Thread: C sintax, underscore

  1. #1
    Registered User
    Join Date
    Jun 2009
    Posts
    56

    C sintax, underscore

    Hi all,

    Actually I'm reading some C functions, but I don't understand some notations and sintax, like:

    Code:
    fputs (_("Filesystem    Type"), stdout);
    for me is not clear why the develop use the underscore after "fputs (".
    Can anyone give me a tip please?
    Thx

    D.

  2. #2
    C++ Witch laserlight's Avatar
    Join Date
    Oct 2003
    Location
    Singapore
    Posts
    28,413
    You are looking at either a function call or the use of a function-style macro. It is probably shorthand to enable the string to be converted appropriately for the different languages supported by the program.
    Quote Originally Posted by Bjarne Stroustrup (2000-10-14)
    I get maybe two dozen requests for help with some sort of programming or design problem every day. Most have more sense than to send me hundreds of lines of code.
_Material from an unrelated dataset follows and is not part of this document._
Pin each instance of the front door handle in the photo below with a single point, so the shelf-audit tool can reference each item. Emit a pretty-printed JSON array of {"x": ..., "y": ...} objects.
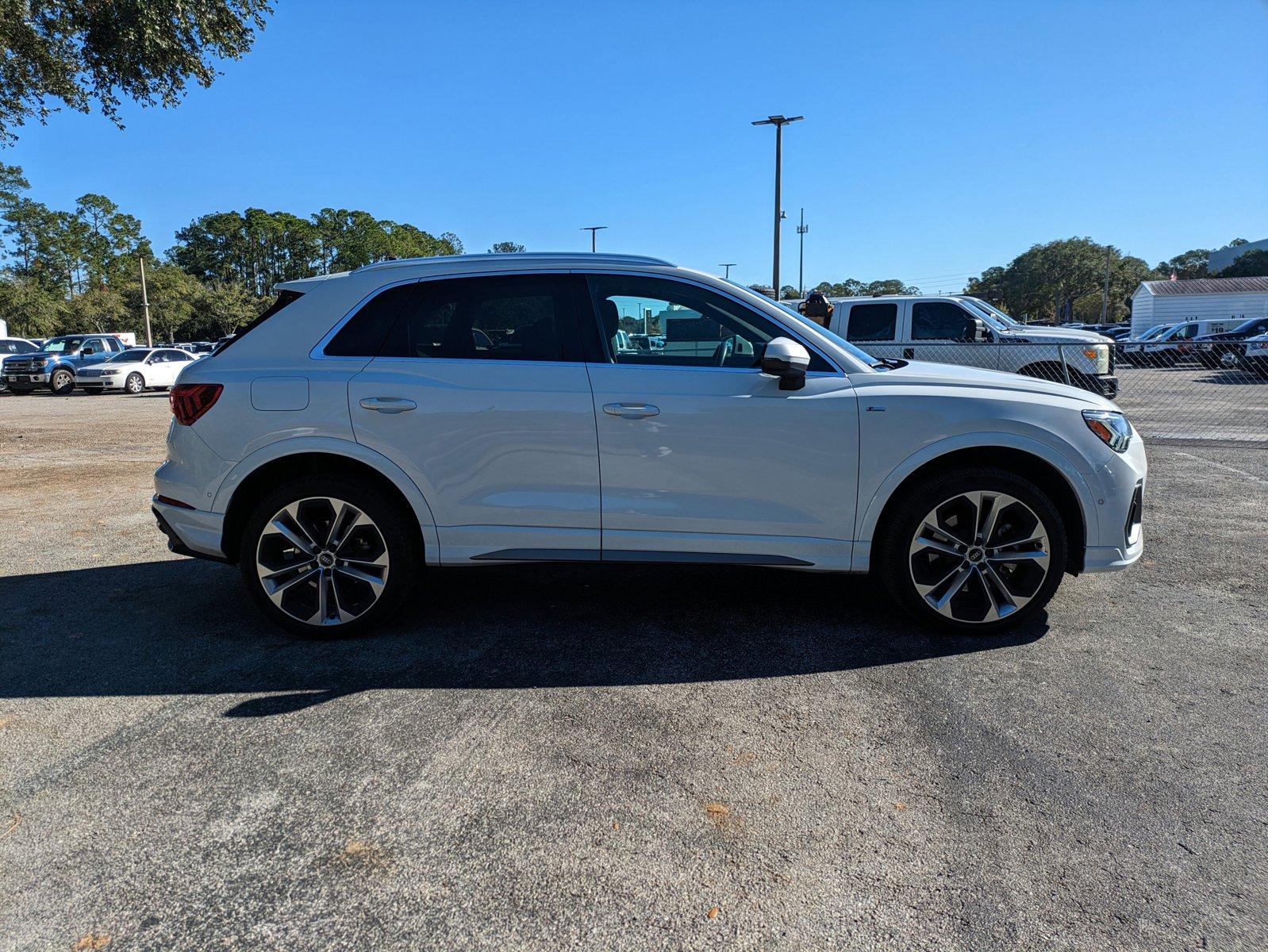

If they do, I ask them to find the smallest example that exhibits the problem and send me that. Mostly, they then find the error themselves. "Finding the smallest program that demonstrates the error" is a powerful debugging tool.
    Look up a C++ Reference and learn How To Ask Questions The Smart Way

  3. #3
    Registered User
    Join Date
    Sep 2008
    Posts
    200
    Quote Originally Posted by Dedalus View Post
    Hi all,

    Actually I'm reading some C functions, but I don't understand some notations and sintax, like:

    Code:
    fputs (_("Filesystem    Type"), stdout);
    for me is not clear why the develop use the underscore after "fputs (".
    Can anyone give me a tip please?
    Thx

    D.
    _ will be defined as a macro somewhere - I can't remember where I've seen it before. Either search for the definition or pass -E to gcc to see what it actually expands to (look up -E in the man page if you're not familiar with it first).

  4. #4
    Registered User
    Join Date
    Oct 2008
    Posts
    1,262
    I've seen it before, but it's the dumbest thing ever coded imho.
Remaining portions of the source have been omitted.